0
votes

I have a data frame with a column of dates as integers e.x. 192606 192607 etc.. My date values are just years and months I would like to change this integer form to a dateform so I could plot them in a time series plot (ggplot)

I tried using lubridate but I get an error massage.

sss[,1]<-ymd(sss[,1])

EDIT:

Data can be found here: https://mba.tuck.dartmouth.edu/pages/faculty/ken.french/data_library.html

I am working with 25 Portfolios sorted on size and book-to-market

EDIT 2:

Here ist the output of my data frame. I appreciate your fast help! Thanks

str(sss) num [1:1122, 1:5] 192607 192608 192609 192610 192611 ... - attr(*, "dimnames")=List of 2 ..$ : NULL ..$ : chr [1:5] "Time" "Intercept" "Mkt" "smb" ...

2
Do those numbers come from an Excel worksheet?
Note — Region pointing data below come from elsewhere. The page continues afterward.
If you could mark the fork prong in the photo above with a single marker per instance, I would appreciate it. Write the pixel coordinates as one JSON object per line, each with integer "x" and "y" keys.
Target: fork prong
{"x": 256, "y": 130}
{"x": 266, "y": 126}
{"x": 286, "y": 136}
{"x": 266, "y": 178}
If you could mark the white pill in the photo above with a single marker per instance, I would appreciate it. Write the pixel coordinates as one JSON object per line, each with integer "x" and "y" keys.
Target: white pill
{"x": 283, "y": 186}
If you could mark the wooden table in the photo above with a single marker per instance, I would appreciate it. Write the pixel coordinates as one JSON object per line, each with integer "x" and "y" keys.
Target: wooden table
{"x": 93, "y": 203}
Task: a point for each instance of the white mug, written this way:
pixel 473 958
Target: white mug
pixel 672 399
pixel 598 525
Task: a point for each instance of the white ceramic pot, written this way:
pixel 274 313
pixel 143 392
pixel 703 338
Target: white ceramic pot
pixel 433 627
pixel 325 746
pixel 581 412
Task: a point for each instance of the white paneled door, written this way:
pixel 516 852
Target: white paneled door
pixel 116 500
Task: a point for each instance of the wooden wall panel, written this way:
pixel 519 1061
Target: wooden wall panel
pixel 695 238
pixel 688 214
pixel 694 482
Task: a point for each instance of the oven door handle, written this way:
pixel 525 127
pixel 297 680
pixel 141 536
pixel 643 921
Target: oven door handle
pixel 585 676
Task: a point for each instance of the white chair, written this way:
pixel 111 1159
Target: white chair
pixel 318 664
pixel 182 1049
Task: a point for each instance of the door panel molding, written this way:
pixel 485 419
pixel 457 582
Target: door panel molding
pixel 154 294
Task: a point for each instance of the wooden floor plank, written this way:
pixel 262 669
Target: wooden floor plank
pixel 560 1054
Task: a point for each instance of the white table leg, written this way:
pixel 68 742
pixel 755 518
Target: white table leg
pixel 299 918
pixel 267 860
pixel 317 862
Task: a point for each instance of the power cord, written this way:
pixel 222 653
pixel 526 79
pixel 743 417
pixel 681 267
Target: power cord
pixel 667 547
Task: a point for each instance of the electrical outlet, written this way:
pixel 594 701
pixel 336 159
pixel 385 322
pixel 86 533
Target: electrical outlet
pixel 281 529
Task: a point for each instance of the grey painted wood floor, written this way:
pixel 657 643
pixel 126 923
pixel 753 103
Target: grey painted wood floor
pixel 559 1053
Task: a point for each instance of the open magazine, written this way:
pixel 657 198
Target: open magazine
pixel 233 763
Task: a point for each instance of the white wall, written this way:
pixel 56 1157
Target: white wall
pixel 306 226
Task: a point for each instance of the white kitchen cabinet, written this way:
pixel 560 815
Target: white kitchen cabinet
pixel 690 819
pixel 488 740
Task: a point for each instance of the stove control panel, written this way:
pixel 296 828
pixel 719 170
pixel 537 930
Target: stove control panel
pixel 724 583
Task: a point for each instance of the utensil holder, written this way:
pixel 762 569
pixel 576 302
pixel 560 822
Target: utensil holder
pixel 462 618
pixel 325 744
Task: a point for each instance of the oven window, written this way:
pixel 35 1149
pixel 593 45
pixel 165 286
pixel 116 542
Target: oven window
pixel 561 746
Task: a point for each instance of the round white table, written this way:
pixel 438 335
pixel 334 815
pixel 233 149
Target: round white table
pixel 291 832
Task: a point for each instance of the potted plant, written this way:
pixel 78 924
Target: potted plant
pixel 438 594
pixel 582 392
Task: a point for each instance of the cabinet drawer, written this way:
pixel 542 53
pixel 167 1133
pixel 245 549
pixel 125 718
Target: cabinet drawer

MATLAB? What is their origin?Rui Barradas
The numbers come from an csv file yes, and are imported to RStdio and converted to a data frameTheRipper7000
What is equivalent date of 192606 ?Ronak Shah
It is the year of 1926 and month of JulyTheRipper7000

2 Answers

0
votes

See if this helps.
The problem seems to be that those numbers should not be seen as numbers but as character strings coding dates in the format "YYYYMM". So to coerce to R class "Date", first paste a day 01 then coerce with as.Date.

sss <- matrix(
  c(192607, 192608, 192609, 192610, 192611, 192612, 192701, 192702, 
    192703, 192704, 192705, 192706, 192707, 192708, 192709, 192710, 
    192711, 192712, 192801, 192802, 192803, 192804, 192805, 192806, 
    192807), 
  ncol = 1)

d <- as.Date(paste0(sss[, 1], "01"), format = "%Y%m%d")
head(d)
#[1] "1926-07-01" "1926-08-01" "1926-09-01" "1926-10-01" "1926-11-01"
#[6] "1926-12-01"
0
votes

The ymd requires that it is a character vector with the order of dates following year, month, day in any format as long as the date is in that order. Your column is of type integer and hence breaks these rules. So use either as.Date() from base, or as_date() from lubridate

as.Date(192606)
"2497-05-03"
lubridate::as_date(192606)
"2497-05-03"

Therefore, for your data:

sss[,1] <- as_date(sss[,1])

If data is not numeric:

sss[,1] <- as_date(as.numeric(sss[,1]))

Since the format is YearMonth we can use:

library(zoo)
sss[,1] <-  as.yearmon(as.character(sss[,1, drop = T]), "%Y%m")

head(sss[,1])
# A tibble: 6 x 1
  Date     
  <yearmon>
1 Jul 1926 
2 Aug 1926 
3 Sep 1926 
4 Oct 1926 
5 Nov 1926 
6 Dec 1926 

If sss is a matrix, wrap as.character() around the as.yearmon call. This is because, with a matrix, all the data must be of the same time. When types are mixed, all data is coerced into factors. This is why you get the values you do. So convert the column to character before the data is coerced to a factor.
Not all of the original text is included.